One hundred nineteen paired samples were analyzed. The correlation coefficient between SpHb and tHb was 0.53 (P < 0.001), whereas that of change in SpHb versus change in tHb was 0.75 (P < 0.001). The average difference (bias) between tHb and SpHb was 0.90 g/dL (95% confidence interval [CI], 0.48-1.32 g/dL) and 1 standard deviation of the difference (sd) was 1.35 g/dL. The concordance rate (a measure of the number of data points that are in 1 of the 2 quadrants of agreement) determined using a 4-quadrant plot was 93%. The correlation coefficient between SpHb and tHb after intravascular volume resuscitation was 0.58 (P < 0.001), whereas that of changes in SpHb and tHb was 0.87 (P < 0.001). The bias immediately after volume resuscitation was 1.18 g/dL (95% CI, 0.81-1.55 g/dL), and sd was 1.28 g/dL with a concordance rate of 94.4%. The bias was -0.03 g/dL when tHb was ≥11 g/dL, which was significantly lower in comparison with biases when tHb <9 g/dL (1.24 g/dL) and tHb was 9-11 g/dL (1.17 g/dL) (P = 0.004).

CONCLUSION

The Radical-7 Pulse CO-Oximeter can be useful as a trend monitor in children during surgery even immediately after intravascular volume expanders are administered. However, it is advisable to confirm the baseline hemoglobin level and to consider the influence of tHb level on the bias. In addition, one should be cautious with regard to using SpHb alone when making transfusion decisions.

摘要

背景

最常用的血红蛋白浓度测定方法是从患者身上抽取血液。然而,Radical-7 脉搏 CO- 血氧仪(Masimo 公司,尔湾,加利福尼亚州)可以无创地连续提供血红蛋白浓度(SpHb)。在我们的研究中,我们比较了 SpHb 的无创测量值与从接受神经外科手术的儿童中抽取的动脉血样的总血红蛋白实验室测量值(tHb)。

方法

使用实验室 CO- 血氧计分析动脉血样,同时记录接受神经外科手术的儿科患者的 SpHb。当患者符合低血容量标准时,在 10 分钟内给予 10 毫升/公斤胶体或红细胞。在血管内容量复苏前后收集 SpHb 和 tHb 数据。使用四象限图、线性回归、混合效应模型和改良 Bland-Altman 分析评估 SpHb 和 tHb 之间的关系。

结果

分析了 119 对样本。SpHb 和 tHb 之间的相关系数为 0.53(P < 0.001),而 SpHb 变化与 tHb 变化之间的相关系数为 0.75(P < 0.001)。tHb 和 SpHb 之间的平均差异(偏差)为 0.90 g/dL(95%置信区间[CI],0.48-1.32 g/dL),差异的 1 个标准差(sd)为 1.35 g/dL。使用四象限图确定的一致性率(衡量数据点落在同意的 2 个象限中的数量的指标)为 93%。

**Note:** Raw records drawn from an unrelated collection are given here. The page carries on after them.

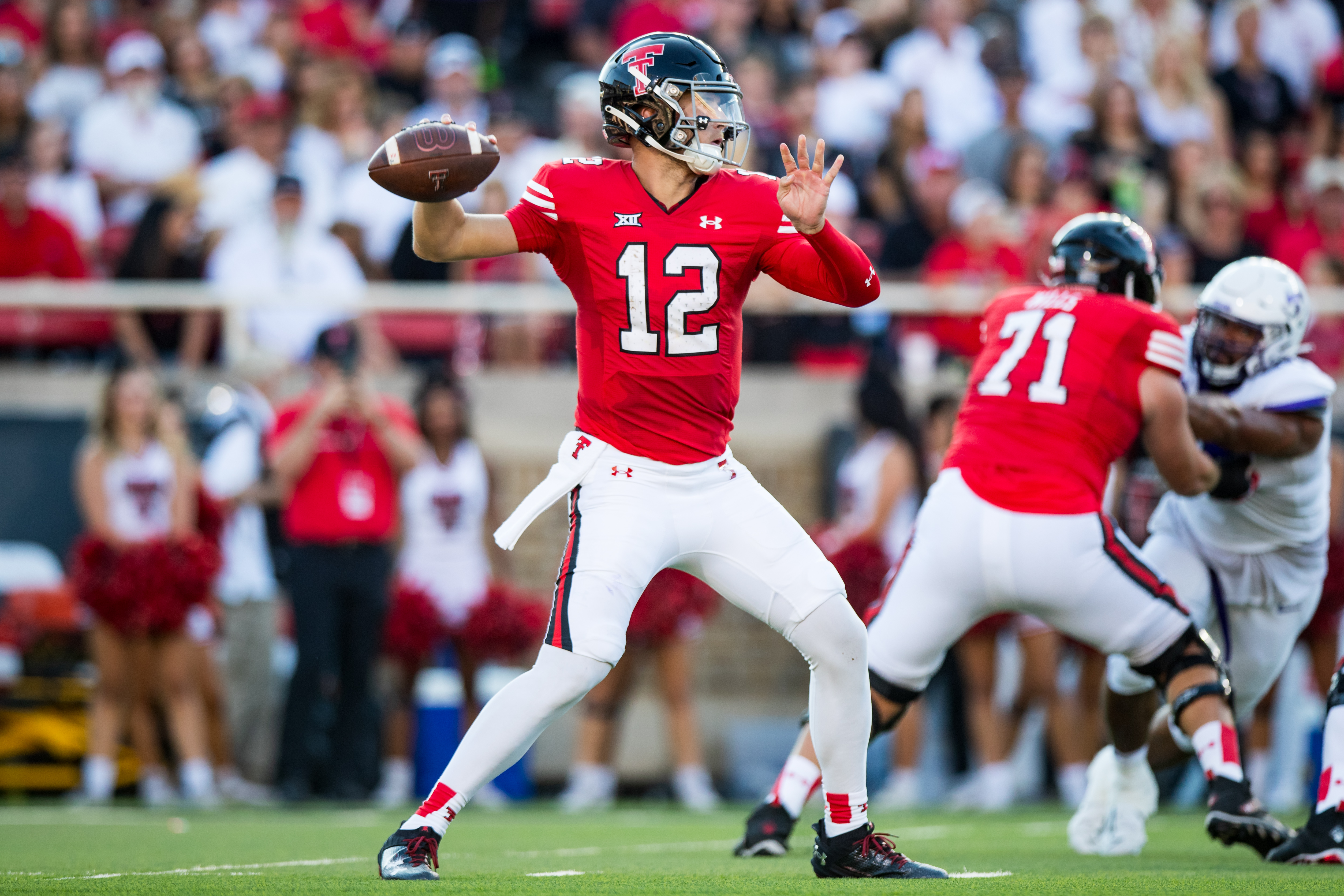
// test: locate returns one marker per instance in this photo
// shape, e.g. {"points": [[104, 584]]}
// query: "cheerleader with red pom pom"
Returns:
{"points": [[444, 590], [140, 568], [664, 626]]}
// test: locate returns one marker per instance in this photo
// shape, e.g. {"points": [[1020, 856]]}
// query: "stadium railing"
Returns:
{"points": [[765, 297]]}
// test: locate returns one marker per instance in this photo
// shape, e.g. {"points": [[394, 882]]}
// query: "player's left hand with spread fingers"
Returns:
{"points": [[806, 186]]}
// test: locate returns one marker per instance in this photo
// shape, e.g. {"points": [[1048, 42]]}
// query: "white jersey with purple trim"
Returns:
{"points": [[1291, 503], [443, 516]]}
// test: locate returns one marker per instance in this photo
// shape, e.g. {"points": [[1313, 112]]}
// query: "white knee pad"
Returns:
{"points": [[1178, 735], [1121, 678], [832, 634], [565, 676]]}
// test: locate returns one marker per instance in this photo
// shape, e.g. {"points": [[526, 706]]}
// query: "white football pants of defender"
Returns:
{"points": [[970, 559], [631, 518], [1269, 601]]}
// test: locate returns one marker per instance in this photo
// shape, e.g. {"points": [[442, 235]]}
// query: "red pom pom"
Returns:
{"points": [[148, 588], [503, 625], [671, 601], [210, 516], [413, 625], [862, 568]]}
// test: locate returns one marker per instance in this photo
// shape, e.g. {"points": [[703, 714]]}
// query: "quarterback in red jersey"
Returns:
{"points": [[1069, 377], [659, 255]]}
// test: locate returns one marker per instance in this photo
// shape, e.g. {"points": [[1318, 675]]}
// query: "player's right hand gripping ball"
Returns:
{"points": [[433, 163]]}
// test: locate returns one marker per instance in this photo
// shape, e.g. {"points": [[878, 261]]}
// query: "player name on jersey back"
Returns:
{"points": [[1054, 395]]}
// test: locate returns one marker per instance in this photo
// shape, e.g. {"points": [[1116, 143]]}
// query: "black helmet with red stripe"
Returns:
{"points": [[1109, 253], [671, 92]]}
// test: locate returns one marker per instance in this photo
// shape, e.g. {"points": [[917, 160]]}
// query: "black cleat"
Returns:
{"points": [[768, 832], [1237, 817], [1320, 841], [409, 855], [862, 854]]}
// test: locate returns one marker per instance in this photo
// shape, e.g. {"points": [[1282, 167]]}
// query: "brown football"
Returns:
{"points": [[433, 163]]}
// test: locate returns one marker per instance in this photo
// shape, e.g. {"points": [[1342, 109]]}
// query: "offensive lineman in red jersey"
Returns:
{"points": [[1069, 377], [659, 255]]}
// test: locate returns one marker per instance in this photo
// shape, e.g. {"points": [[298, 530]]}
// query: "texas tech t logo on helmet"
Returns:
{"points": [[673, 93], [639, 61]]}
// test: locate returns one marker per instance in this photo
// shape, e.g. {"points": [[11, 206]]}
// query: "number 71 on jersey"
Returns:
{"points": [[1022, 327]]}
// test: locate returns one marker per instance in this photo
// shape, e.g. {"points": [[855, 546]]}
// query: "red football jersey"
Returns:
{"points": [[660, 293], [1054, 395]]}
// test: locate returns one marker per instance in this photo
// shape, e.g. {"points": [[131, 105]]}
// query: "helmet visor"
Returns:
{"points": [[711, 121], [1225, 340]]}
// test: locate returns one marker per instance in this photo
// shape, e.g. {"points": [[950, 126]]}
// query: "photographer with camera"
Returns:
{"points": [[338, 452]]}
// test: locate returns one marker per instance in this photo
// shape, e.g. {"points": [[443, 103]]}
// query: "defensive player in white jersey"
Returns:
{"points": [[1246, 559]]}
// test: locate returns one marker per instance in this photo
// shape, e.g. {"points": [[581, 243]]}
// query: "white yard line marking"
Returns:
{"points": [[689, 847], [199, 870], [982, 874]]}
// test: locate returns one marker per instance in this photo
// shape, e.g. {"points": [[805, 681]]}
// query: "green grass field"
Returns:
{"points": [[634, 850]]}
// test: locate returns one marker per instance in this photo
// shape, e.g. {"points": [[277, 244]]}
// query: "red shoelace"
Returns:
{"points": [[420, 848], [884, 845]]}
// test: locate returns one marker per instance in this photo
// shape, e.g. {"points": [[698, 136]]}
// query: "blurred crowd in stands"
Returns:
{"points": [[226, 140]]}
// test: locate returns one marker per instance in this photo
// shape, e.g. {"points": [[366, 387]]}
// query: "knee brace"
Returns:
{"points": [[1336, 696], [893, 692], [1175, 660]]}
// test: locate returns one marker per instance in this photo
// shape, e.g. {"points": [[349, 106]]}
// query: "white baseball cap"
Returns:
{"points": [[453, 54], [135, 50], [971, 201]]}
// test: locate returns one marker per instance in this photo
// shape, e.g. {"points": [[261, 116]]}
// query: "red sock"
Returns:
{"points": [[1220, 756]]}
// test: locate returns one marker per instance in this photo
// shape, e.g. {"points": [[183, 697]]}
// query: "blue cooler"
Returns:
{"points": [[439, 718]]}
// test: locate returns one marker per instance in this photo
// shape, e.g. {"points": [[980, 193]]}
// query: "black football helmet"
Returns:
{"points": [[673, 92], [1109, 253]]}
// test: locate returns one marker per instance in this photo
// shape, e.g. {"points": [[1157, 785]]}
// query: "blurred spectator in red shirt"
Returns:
{"points": [[975, 253], [1261, 178], [342, 27], [1029, 215], [644, 17], [1323, 230], [338, 452], [1220, 237], [33, 242], [56, 186]]}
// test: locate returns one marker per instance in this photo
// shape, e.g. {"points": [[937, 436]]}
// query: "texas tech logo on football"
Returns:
{"points": [[640, 60]]}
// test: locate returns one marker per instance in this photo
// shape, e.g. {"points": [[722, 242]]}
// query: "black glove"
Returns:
{"points": [[1237, 480]]}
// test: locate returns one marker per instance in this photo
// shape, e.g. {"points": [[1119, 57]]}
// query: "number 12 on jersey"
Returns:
{"points": [[1022, 327], [632, 267]]}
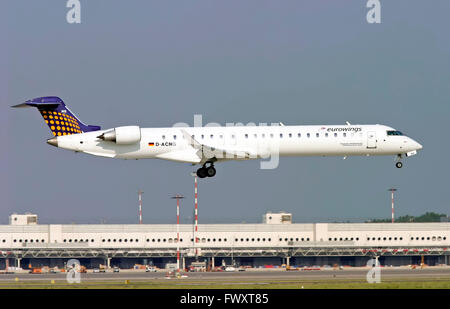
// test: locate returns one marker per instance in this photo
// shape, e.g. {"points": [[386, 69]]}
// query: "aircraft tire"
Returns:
{"points": [[201, 172], [211, 171]]}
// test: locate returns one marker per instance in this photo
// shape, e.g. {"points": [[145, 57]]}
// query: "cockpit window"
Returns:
{"points": [[394, 133]]}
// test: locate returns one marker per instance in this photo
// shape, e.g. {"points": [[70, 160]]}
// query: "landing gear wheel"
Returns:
{"points": [[201, 172], [211, 171]]}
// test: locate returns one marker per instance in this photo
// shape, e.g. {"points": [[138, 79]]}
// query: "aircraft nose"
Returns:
{"points": [[53, 141]]}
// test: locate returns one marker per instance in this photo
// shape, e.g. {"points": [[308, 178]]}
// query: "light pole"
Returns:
{"points": [[178, 197], [195, 211], [392, 201], [140, 205]]}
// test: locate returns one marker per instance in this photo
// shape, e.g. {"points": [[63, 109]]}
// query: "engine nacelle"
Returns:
{"points": [[123, 135]]}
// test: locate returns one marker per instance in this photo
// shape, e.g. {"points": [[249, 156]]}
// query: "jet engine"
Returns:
{"points": [[122, 135]]}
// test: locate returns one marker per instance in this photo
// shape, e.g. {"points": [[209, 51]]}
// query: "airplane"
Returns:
{"points": [[205, 146]]}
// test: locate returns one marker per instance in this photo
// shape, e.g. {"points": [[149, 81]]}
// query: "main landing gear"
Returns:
{"points": [[204, 171], [399, 163]]}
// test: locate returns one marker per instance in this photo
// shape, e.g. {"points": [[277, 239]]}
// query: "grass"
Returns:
{"points": [[184, 284]]}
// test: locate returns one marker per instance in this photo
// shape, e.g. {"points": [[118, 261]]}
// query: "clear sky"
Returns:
{"points": [[156, 63]]}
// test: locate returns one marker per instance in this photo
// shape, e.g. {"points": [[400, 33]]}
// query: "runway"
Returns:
{"points": [[248, 276]]}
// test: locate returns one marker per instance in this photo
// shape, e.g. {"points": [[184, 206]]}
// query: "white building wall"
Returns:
{"points": [[229, 235]]}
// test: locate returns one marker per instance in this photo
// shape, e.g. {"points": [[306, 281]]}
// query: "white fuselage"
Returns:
{"points": [[247, 142]]}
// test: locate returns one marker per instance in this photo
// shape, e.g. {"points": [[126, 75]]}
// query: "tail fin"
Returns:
{"points": [[58, 117]]}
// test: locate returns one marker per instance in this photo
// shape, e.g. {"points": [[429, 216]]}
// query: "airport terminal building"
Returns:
{"points": [[276, 241]]}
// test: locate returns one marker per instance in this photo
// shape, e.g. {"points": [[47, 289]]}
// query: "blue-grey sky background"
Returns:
{"points": [[156, 63]]}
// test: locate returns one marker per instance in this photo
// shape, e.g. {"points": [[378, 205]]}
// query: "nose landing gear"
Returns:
{"points": [[399, 163], [204, 171]]}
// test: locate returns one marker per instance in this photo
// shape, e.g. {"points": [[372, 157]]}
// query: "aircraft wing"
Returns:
{"points": [[209, 153]]}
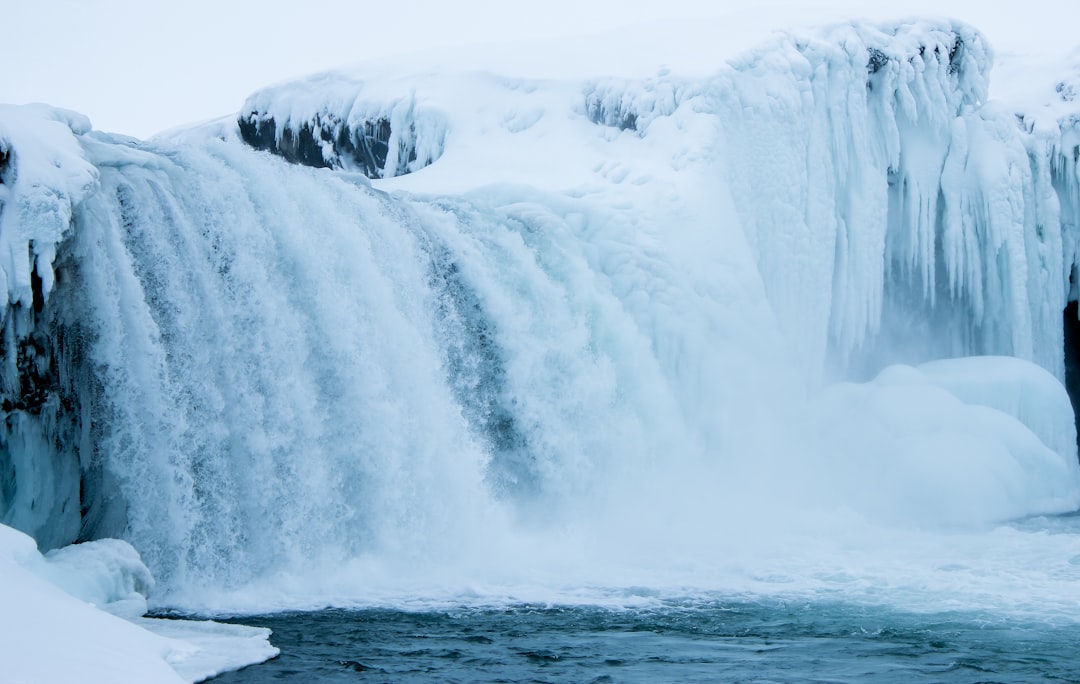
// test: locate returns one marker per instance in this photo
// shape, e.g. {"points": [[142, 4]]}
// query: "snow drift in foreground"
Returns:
{"points": [[478, 337], [61, 624]]}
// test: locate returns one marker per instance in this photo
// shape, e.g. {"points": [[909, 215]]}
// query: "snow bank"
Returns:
{"points": [[52, 629], [955, 442]]}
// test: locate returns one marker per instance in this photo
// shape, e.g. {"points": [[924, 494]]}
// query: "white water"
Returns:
{"points": [[605, 387]]}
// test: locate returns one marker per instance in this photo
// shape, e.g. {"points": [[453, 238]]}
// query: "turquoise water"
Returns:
{"points": [[763, 641]]}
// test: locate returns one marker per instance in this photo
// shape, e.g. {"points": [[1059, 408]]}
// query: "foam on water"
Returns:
{"points": [[481, 384]]}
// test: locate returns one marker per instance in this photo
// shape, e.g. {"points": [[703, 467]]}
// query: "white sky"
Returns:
{"points": [[142, 66]]}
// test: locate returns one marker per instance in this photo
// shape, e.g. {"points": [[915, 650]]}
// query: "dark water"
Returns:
{"points": [[740, 642]]}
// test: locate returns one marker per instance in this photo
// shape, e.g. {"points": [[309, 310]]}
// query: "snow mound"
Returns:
{"points": [[955, 442], [51, 630]]}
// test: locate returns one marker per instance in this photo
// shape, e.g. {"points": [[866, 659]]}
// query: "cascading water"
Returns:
{"points": [[291, 387]]}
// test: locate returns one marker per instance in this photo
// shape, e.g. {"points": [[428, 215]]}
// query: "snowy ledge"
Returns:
{"points": [[75, 613]]}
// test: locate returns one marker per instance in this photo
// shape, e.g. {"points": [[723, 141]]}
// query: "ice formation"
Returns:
{"points": [[482, 307]]}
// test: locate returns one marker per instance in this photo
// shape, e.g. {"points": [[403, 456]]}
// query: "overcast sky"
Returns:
{"points": [[142, 66]]}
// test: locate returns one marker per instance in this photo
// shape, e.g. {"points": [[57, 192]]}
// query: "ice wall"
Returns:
{"points": [[43, 176], [257, 366]]}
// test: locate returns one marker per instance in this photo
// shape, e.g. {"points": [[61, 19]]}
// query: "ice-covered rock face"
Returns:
{"points": [[336, 126], [551, 295]]}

血管内容量复苏后 SpHb 和 tHb 之间的相关系数为 0.58(P < 0.001),而 SpHb 和 tHb 变化之间的相关系数为 0.87(P < 0.001)。容量复苏后立即的偏差为 1.18 g/dL(95%CI,0.81-1.55 g/dL),sd 为 1.28 g/dL,一致性率为 94.4%。当 tHb≥11 g/dL 时,偏差为-0.03 g/dL,与 tHb<9 g/dL(1.24 g/dL)和 tHb 为 9-11 g/dL(1.17 g/dL)时的偏差(P=0.004)相比,显著更低。

结论

即使在血管内容量扩张剂给予后,Radical-7 脉搏 CO- 血氧仪也可作为手术期间儿童的趋势监测器使用。然而,建议确认血红蛋白的基线水平,并考虑 tHb 水平对偏差的影响。此外,在做出输血决策时,单独使用 SpHb 应谨慎。